Tonight I found out that God is a lesbian who wears silk pyjamas, furry sandals and gets mistaken for Sharon Osbourne’s niece. I saw, too, that Heaven is a dank railway arch enriched with an aroma of stale incense and a great big bed where the magic happens, writes Michael Holland.
And I mean real magic. Magic that involves water turning into wine. Proper magic like God disappearing before our very eyes on stage, and seconds later resurrecting herself off stage!
David Javerbaum’s An Act of God has its European premiere here after an award-winning run in New York, and it really is an evening of revelations.
Benji Sperring’s direction gives us a deity, bored with the old Ten Commandments, who feels it is time to bring them more up to date to fit our modern times. So, as God discusses the reality of the old commandments she also reveals who came first out of the chicken and the egg; the truth about Noah’s Ark, Abraham sacrificing his own child, plus, why cucumbers do not vibrate.
Zoe Lyons is great as The Almighty. You can see how much she relishes the role. You can see the twinkle in her eye as she exposes Cain and Abel’s incestuous lifestyle in their quest to kickstart the human race. And as for talking snakes! Ssshhhut up!
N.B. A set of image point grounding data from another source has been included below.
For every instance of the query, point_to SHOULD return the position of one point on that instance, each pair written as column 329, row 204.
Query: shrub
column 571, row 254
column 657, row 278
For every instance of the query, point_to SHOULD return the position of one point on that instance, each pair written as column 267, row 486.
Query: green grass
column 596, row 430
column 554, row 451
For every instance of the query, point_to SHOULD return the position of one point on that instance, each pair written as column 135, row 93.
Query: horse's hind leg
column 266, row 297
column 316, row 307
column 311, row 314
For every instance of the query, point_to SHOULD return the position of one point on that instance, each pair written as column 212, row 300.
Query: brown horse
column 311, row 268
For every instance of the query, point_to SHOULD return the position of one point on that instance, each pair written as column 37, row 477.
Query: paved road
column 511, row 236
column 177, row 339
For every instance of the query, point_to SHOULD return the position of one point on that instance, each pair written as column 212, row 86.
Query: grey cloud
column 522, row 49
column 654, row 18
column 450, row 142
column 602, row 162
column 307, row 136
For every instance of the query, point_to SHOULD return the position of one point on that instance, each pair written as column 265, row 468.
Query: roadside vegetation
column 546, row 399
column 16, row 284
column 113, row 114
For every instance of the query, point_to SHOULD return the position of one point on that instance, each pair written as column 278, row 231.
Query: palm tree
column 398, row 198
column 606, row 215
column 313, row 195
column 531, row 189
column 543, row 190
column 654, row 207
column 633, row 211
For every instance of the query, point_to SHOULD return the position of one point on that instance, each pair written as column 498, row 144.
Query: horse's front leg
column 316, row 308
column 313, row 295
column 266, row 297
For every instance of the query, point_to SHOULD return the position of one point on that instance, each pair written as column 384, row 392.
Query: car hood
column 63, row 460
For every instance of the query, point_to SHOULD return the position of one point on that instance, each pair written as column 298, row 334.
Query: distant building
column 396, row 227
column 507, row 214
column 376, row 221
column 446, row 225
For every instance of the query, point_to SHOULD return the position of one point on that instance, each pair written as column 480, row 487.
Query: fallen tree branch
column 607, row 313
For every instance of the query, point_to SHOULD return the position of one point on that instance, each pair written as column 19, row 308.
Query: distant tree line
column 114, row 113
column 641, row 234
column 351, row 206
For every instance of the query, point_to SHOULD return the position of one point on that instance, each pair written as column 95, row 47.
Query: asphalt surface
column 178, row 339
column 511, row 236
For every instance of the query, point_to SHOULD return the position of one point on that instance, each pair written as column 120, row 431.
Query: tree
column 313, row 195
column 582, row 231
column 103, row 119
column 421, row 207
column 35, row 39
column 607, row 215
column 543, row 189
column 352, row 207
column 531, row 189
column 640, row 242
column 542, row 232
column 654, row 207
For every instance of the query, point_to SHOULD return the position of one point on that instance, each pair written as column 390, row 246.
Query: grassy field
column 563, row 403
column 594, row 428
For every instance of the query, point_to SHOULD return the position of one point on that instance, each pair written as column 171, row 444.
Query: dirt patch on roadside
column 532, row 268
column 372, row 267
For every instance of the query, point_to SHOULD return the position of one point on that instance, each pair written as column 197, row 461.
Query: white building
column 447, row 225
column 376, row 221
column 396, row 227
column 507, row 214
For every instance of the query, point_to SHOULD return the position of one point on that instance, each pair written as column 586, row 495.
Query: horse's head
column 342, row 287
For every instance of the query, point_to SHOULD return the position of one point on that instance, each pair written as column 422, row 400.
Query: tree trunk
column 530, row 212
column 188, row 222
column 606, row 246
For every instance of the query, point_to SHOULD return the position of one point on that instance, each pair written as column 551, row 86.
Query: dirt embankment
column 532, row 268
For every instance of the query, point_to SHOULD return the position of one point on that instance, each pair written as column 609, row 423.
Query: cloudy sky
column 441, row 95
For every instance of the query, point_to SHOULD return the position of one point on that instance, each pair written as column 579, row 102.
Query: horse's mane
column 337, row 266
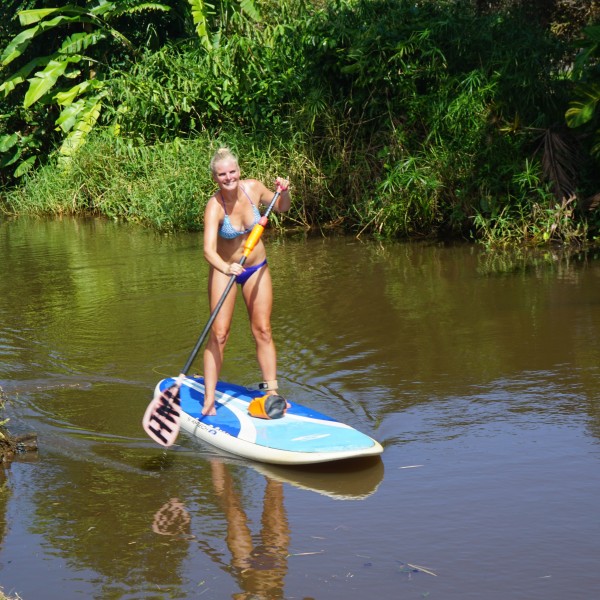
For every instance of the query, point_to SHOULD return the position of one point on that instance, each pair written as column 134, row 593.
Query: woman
column 229, row 217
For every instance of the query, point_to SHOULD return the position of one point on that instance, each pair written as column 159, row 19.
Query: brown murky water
column 481, row 377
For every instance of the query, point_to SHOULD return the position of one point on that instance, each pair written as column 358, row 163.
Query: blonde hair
column 222, row 153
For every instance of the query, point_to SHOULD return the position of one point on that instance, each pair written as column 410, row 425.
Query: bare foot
column 209, row 410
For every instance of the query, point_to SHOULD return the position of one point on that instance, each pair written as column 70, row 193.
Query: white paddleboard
column 302, row 436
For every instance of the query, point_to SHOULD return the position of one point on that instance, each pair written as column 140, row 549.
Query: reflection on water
column 480, row 377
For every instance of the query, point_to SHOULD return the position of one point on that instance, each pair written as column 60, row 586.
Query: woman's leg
column 258, row 295
column 215, row 347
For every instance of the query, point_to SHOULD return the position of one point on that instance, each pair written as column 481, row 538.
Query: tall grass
column 391, row 119
column 164, row 186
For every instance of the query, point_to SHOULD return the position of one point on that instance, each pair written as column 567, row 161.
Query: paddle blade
column 162, row 418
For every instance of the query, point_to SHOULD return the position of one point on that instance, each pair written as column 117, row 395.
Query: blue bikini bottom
column 249, row 271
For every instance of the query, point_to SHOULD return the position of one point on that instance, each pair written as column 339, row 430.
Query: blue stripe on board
column 301, row 430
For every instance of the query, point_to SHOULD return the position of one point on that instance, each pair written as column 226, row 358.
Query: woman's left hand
column 281, row 184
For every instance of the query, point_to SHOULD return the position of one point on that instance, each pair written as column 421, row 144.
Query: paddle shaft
column 249, row 245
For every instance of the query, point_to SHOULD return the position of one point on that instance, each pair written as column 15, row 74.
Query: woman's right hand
column 234, row 269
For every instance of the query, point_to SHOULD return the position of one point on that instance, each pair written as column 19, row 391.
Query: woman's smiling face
column 227, row 173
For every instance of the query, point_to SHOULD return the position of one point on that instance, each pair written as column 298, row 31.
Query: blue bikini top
column 227, row 230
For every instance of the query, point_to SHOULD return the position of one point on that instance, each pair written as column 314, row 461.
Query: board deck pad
column 302, row 436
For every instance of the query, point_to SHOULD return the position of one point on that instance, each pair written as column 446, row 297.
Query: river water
column 479, row 375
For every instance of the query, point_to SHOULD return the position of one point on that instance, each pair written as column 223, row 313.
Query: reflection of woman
column 260, row 568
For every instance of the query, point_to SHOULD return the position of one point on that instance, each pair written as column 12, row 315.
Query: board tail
column 162, row 419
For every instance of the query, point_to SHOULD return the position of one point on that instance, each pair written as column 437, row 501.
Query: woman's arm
column 212, row 217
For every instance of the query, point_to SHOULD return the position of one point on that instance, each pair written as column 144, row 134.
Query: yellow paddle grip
column 254, row 236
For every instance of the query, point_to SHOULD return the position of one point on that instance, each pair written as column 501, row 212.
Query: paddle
column 162, row 418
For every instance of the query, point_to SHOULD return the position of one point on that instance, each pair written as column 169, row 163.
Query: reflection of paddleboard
column 354, row 479
column 302, row 436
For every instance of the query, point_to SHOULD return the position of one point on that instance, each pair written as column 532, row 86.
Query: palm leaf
column 43, row 81
column 560, row 159
column 89, row 115
column 582, row 111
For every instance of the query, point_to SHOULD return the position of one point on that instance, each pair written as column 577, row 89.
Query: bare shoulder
column 257, row 190
column 213, row 206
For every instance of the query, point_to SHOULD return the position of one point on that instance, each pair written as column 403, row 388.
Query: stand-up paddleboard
column 302, row 436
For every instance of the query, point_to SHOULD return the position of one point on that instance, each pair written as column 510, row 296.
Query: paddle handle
column 249, row 245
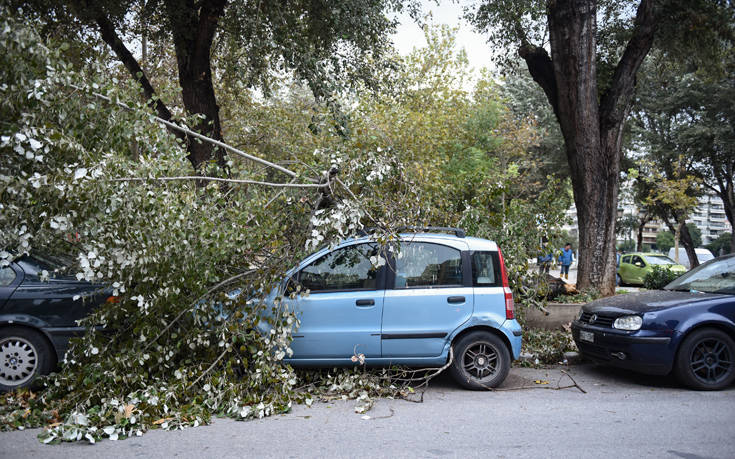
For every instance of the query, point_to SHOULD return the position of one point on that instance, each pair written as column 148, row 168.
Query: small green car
column 633, row 267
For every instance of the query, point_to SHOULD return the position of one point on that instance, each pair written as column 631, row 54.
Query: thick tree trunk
column 726, row 191
column 193, row 28
column 591, row 124
column 641, row 225
column 686, row 240
column 593, row 165
column 681, row 234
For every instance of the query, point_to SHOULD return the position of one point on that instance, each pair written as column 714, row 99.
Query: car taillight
column 509, row 306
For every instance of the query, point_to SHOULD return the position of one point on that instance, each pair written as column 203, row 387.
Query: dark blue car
column 688, row 328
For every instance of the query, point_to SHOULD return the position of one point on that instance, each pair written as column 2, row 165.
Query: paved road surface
column 622, row 415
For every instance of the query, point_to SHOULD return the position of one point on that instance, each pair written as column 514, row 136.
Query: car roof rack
column 459, row 232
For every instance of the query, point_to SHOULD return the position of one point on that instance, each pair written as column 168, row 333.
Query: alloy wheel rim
column 18, row 361
column 711, row 361
column 480, row 360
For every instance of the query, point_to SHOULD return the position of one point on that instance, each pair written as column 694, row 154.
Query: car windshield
column 35, row 264
column 660, row 260
column 715, row 276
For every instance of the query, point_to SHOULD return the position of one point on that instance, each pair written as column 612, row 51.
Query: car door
column 340, row 316
column 430, row 295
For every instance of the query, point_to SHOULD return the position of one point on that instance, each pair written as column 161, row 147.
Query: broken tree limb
column 188, row 131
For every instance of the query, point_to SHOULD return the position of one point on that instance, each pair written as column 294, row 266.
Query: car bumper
column 512, row 330
column 640, row 351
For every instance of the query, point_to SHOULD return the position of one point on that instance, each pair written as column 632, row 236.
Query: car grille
column 600, row 321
God has two archangels to help her perform miracles, Michael and Gabriel, who mingle with the audience to draw questions from them. Hence our collective discovery of why God hates Arsenal, the pointlessness of footballers praying to her – Except Maradona – and that now she has been working with Steve Jobs we can look forward to Universe 2.0.
An Act of God is an evening of miracles, magic and mirth. A night of believers finally seeing the light as God vanishes. Zoe Lyons, a true Goddess, says, ‘It would be a sin to miss this show; seriously, a sin.’
An Act of God is on at The Vaults Theatre, Launcelot Street, London SE1 7AD until 12th January. Times: Tuesday to Saturday 8pm; Saturday and Sunday matinee 4pm. Admission: £20 – £35. Phone: 0844 815 7141.